Benifex names Mohamad Awada chief services officer

Benifex names Mohamad Awada chief services officer

Benifex has hired Mohamad Awada to scale customer delivery globally. The appointment comes as employers face growing pressure to prove benefits programmes are being implemented well, adopted by staff, and linked to wider business performance.


The appointment brings in an executive with experience across sales, consulting, product, strategy, and professional services. Awada joins from SAP Emarsys, where he also served as chief services officer and oversaw the development of services through greater automation and more scalable delivery in a highly configurable enterprise CRM environment.

The hire lands at a time when employers are under pressure to show that benefits programmes are doing more than simply existing on paper. Benifex cited recent CIPD data showing that 22% of employers have no goals set for their benefits, while only 31% are actively using them to improve productivity or business performance. That leaves a gap between programme design and measurable organisational impact.

For large employers operating across multiple markets, the challenge is increasingly practical rather than conceptual. The issue is not only deciding which benefits to offer, but implementing them consistently across jurisdictions, aligning them with local regulatory requirements, and ensuring employees actually understand and use what is available. In that context, the services layer around a benefits platform becomes more strategic.

Mathieu Stevenson, CEO of Benifex, said: “Employers are under more pressure than ever to show that benefits are doing what they are meant to do – supporting employees in meaningful ways while contributing to wider business goals. That puts far greater strategic importance on the platform experience, from adoption and implementation to ongoing performance and results.

“This role reflects how important that has become for our customers and for Benifex. Mo brings deep experience of building high-performing Services teams in complex technology environments, and he will play a critical role in helping us support customers more effectively as they, and we, continue to grow.”

The company said Awada’s focus will be on scaling its services functions to deliver smoother implementations, stronger uptake, and clearer outcomes for both employers and employees. That suggests a broader shift in how benefits technology providers position themselves: not only as software vendors, but as delivery partners expected to translate platform capability into measurable workforce outcomes.

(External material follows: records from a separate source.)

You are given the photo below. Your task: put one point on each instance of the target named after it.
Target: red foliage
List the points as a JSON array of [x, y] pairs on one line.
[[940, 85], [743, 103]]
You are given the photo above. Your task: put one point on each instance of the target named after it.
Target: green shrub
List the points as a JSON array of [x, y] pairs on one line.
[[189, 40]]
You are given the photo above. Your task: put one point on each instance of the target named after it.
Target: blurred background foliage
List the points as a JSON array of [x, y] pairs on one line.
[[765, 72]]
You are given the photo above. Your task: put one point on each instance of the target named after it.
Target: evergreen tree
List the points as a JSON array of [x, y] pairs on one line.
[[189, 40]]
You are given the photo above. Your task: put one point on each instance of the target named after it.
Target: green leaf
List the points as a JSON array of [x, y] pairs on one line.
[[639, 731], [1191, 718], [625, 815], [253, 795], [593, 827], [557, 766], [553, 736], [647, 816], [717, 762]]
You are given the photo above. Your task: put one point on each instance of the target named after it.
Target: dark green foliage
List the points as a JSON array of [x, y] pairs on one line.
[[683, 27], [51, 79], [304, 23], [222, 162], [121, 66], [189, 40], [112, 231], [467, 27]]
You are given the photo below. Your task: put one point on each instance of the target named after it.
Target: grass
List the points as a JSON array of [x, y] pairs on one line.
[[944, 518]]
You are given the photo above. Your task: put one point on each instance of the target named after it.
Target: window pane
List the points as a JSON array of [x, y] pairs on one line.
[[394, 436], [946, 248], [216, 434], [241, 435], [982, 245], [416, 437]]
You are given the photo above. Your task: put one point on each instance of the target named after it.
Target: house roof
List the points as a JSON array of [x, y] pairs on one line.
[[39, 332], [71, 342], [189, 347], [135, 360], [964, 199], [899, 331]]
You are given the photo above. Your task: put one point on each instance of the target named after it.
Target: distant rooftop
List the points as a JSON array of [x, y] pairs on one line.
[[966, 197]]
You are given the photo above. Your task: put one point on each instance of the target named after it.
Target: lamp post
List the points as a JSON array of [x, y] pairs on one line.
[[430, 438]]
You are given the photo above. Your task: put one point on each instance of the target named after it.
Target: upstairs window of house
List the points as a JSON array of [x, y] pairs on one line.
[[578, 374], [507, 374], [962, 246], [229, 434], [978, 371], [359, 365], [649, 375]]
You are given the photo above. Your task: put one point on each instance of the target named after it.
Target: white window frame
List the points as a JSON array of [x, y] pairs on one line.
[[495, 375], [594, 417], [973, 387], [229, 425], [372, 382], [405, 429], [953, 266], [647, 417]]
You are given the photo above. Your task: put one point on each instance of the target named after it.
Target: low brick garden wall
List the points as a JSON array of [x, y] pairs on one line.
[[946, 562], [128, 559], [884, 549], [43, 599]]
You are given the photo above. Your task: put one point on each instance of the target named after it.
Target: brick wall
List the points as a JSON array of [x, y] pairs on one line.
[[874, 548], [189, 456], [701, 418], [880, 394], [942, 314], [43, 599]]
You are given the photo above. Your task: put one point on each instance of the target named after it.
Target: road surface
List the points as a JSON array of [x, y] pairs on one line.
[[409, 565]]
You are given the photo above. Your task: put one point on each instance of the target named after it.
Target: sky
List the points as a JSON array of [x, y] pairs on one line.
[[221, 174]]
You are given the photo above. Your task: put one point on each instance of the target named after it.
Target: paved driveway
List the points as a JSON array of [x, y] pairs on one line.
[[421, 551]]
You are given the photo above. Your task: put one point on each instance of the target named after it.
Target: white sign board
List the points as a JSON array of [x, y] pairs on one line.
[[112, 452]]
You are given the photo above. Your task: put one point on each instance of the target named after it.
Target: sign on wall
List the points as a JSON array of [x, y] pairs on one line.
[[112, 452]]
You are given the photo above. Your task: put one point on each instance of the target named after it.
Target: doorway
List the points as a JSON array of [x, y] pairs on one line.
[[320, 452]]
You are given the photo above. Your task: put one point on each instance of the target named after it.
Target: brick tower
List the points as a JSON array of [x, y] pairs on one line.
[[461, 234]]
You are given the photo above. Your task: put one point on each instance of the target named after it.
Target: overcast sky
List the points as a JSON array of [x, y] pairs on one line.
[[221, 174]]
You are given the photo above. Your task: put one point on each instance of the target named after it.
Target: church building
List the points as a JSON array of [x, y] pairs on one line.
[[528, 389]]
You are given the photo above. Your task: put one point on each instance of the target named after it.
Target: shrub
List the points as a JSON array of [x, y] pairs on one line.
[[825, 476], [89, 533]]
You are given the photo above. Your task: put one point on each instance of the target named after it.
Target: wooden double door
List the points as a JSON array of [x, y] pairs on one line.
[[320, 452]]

Awada said: “What makes this opportunity compelling is the chance to help customers bridge the gap between benefits strategy and day-to-day reality. In practice, success is not defined by what an organisation intends to offer, but by how confidently it can execute across markets, how clearly employees understand what is available to them, and how effectively that translates into engagement, productivity, and business results.

“I’m excited to join a business with such a strong platform and customer base, and to focus on helping organisations deliver greater consistency, move faster, and realise more value from their benefits investment.”

As benefits programmes come under closer scrutiny from leadership teams, the quality of implementation is becoming harder to separate from the value of the underlying technology. Benifex’s latest appointment signals that service execution is moving closer to the centre of that commercial proposition.